When Séguin had read her palm, she’d wondered about his warning. If someone had asked her then which path is the path that is thin but whole, she would have known the answer: her old life, the life in Paris.
But now she wasn’t so sure. It seemed to her that a thin and narrow life was just as unwanted as a broken one.
They came for her hours before dawn.
63
The priest intoned the words of the marriage ceremony, stumbling nervously over the Latin words. His voice echoed around the chapel’s stone walls, slowly at first, and then faster as Séguin tapped his foot on the marble floor.
Camille’s toes were like ice in her thin, beribboned shoes. She focused on the cold, allowing it to keep her awake. Alert. When Séguin and his valet had come for her, she’d greeted them from her dressing table as if she were a great lady taking a social call. In his cobalt suit embroidered with white roses, Séguin had bowed to her, and she’d bitten back her shame and revulsion. Everything hinged on the least amount of resistance.
Séguin had been pleased with the dress she’d conjured. He’d waited, drumming his fingers on the inlaid dressing table, as she put up her hair with another woman’s pins. Her face in the shattered mirror was a ghost’s, smudged with sleeplessness.
“If you won’t work the glamoire for your face,” he said, smoothly, “at least put on whatever powder you can find, mademoiselle.”
Obediently, she lifted pot lids until she found some, then dabbed it on as well as she could with her fingers. She followed with circles of rouge, pushing the paint hard into her cheeks.
“That’s better,” he said, coming closer.
She stiffened. He held something in his hands, and in the strange half-light of the abandoned apartment, it seemed—for a heart-clenching moment—like a garrote to strangle her with. She exhaled when the cracked mirror showed not a wire but a string of gems, which he clasped around her throat: a necklace of pearls studded with tiny diamonds. And then, from a pocket, he produced matching earrings, swaying on their clips. She slipped them onto her ears.
“Beautiful.” He kissed her neck, above the necklace’s clasp, letting his lips linger. Camille tried not to pull away.

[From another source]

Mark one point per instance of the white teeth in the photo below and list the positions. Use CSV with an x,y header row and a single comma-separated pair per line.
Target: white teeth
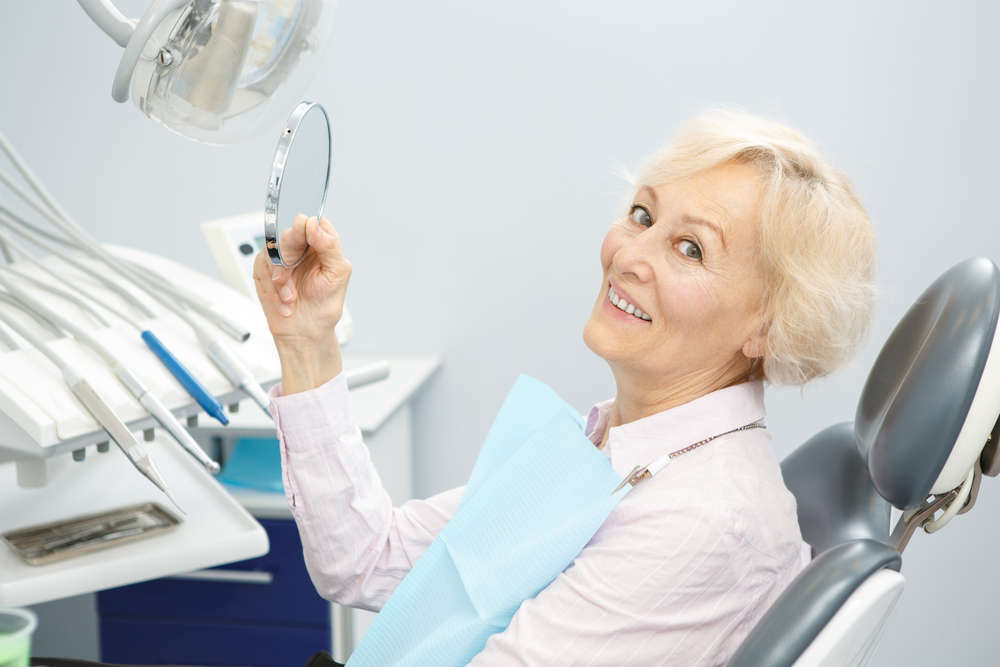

The dress rustled against her skin, showing her churches and cold rings and years of marriages that had required the strength of every magician who had worn this dress. Wait, it whispered. Be ready.
It speaks? Camille thought with horror.
And then the dress showed her Camille herself, weeping in the locked room, and she understood: it was this last sorrow that had brought the dress fully to life.
“Come, mademoiselle,” Séguin said. “Your sister waits, but now, to church.”
She had protested, begged to see Sophie first, but to no avail.
In the church’s vestibule, Séguin had wrapped her fingers around a quill and, as if she were a child, guided her name at the bottom of a densely written paper. Above her blotted name, he scrawled his own, trailed by a series of titles and houses and estates. Both the sweating priest and Séguin’s valet signed as witnesses and a copy was given to an altar boy who disappeared into the shadows, the white paper winking in his hand. The marriage would be recorded somewhere, copies of that paper made. Even if she ever managed to escape him, that contract would be there, unyielding as a manacle.
The priest reached the end of his recitation and from his pocket Séguin produced two rings, handed one to Camille, and slipped the other onto her fourth finger. An emerald as big as her thumbnail, encircled by tiny pearls.
This is only the form of it, she told herself. You already signed the contract, and your reasons were good ones. The best ones. And now, his ring. She remembered to sway a little on her feet, so that Séguin had to support her by the elbow as he slipped the ring on.
“You have made me happy, Vicomtesse de Séguin,” he said, over the priest’s Latin litany, and pulled her close. As his body pressed against hers, she felt, against her hip, the pommel of his sword.
Everything in Camille wanted to wrench away, to flee down the echoing nave of the king’s chapel, but she told herself to be loose and easy, a doll made of rags and no thoughts.